Lawyers withdrawing ‘guilty pleas’ in disciplinary prosecutions at first instance and on appeal

BRJ v Council of the New South Wales Bar Association [2016] NSWSC 146 is the subject of this sister post about the permissible use of evidence of mental impairment.  Two aspects of it deserve their own separate post.  The respondent barrister changed her plea twice, once after the liability phase of the hearing but before the decision as to liability was given and once the night before the hearing of her appeal in the Supreme Court of NSW.  Each time, she was allowed to do so.

The disciplinary tribunal conducted a trial of the question of liability on the basis that the practitioner admitted the facts, admitted unsatisfactory professional conduct, but argued for the making of no disciplinary orders.  It was a plea, with a contest as to disposition, in other words.

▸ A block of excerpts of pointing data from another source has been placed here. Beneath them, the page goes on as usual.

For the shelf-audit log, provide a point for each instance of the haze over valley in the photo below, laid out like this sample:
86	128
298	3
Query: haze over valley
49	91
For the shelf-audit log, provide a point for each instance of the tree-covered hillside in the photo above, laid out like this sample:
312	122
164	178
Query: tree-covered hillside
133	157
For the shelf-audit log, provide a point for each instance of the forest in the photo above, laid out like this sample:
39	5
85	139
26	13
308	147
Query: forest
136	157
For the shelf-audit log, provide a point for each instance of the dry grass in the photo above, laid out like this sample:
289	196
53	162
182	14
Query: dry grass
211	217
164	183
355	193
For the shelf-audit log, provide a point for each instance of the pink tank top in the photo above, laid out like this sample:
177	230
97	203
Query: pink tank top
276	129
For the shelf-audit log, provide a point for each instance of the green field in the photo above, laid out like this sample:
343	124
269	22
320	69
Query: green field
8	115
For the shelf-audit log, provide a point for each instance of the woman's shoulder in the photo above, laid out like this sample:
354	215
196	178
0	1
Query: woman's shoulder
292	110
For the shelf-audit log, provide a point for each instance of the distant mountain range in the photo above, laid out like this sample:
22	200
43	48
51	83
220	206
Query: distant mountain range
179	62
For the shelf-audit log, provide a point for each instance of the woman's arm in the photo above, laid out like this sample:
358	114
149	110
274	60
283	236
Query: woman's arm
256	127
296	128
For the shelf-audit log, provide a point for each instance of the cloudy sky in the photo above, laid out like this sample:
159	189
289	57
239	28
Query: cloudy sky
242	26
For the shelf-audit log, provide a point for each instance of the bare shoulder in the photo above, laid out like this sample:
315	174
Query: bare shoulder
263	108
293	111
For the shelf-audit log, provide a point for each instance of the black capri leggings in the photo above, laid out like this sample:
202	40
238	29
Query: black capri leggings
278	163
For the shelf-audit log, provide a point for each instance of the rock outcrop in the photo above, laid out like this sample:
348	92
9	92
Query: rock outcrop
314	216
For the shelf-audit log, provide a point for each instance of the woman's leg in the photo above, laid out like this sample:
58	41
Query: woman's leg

When the Tribunal reconvened to deliver its reasons, the barrister respondent applied to adjourn and re-open her case. She wished to adduce evidence that at the relevant time she was not in control of her actions so that there should be no finding of unsatisfactory professional conduct.  She said poor legal advice of her previous lawyers explained the change of position. Effectively, she sought to withdraw her plea. Over the Bar Council’s objections, the Tribunal allowed her to do so (compare VCAT’s decision refusing a similar application, albeit after the making of an interlocutory finding that professional misconduct had been established, in Legal Services Commissioner v VB [2012] VCAT 1235).

The Bar Council prevailed in the contest of whether the conduct amounted to unsatisfactory professional conduct in the context of the relationship between the respondent’s illness and the admitted conduct.  The barrister appealed that decision.

The night before the appeal was heard, however, the barrister notified the Bar Council that she would argue the next day for the first time that the conduct she was charged with was not unsatisfactory professional conduct at all, even if the mitigating circumstances of her psychiatric illness were not brought into the equation.

The Supreme Court allowed the barrister to do so (see [48] – [53]), treating the question as one of a withdrawal of an admission as to a matter of law.  The rule that parties are bound on appeal by their conduct of the case at first instance does not apply in all its rigours when applied to the treatment of legal rather than factual concessions at first instance.  The Supreme Court  reasoned that her admission was evidence in the Tribunal hearing, it was conducting a rehearing (though not a hearing de novo), there was no cross-examination in the Tribunal, and it was as well placed as the Tribunal to determine the question which the Tribunal was required as a matter of law to determine even in the face of a plea, namely whether the admitted conduct satisfied the test for unsatisfactory professional conduct.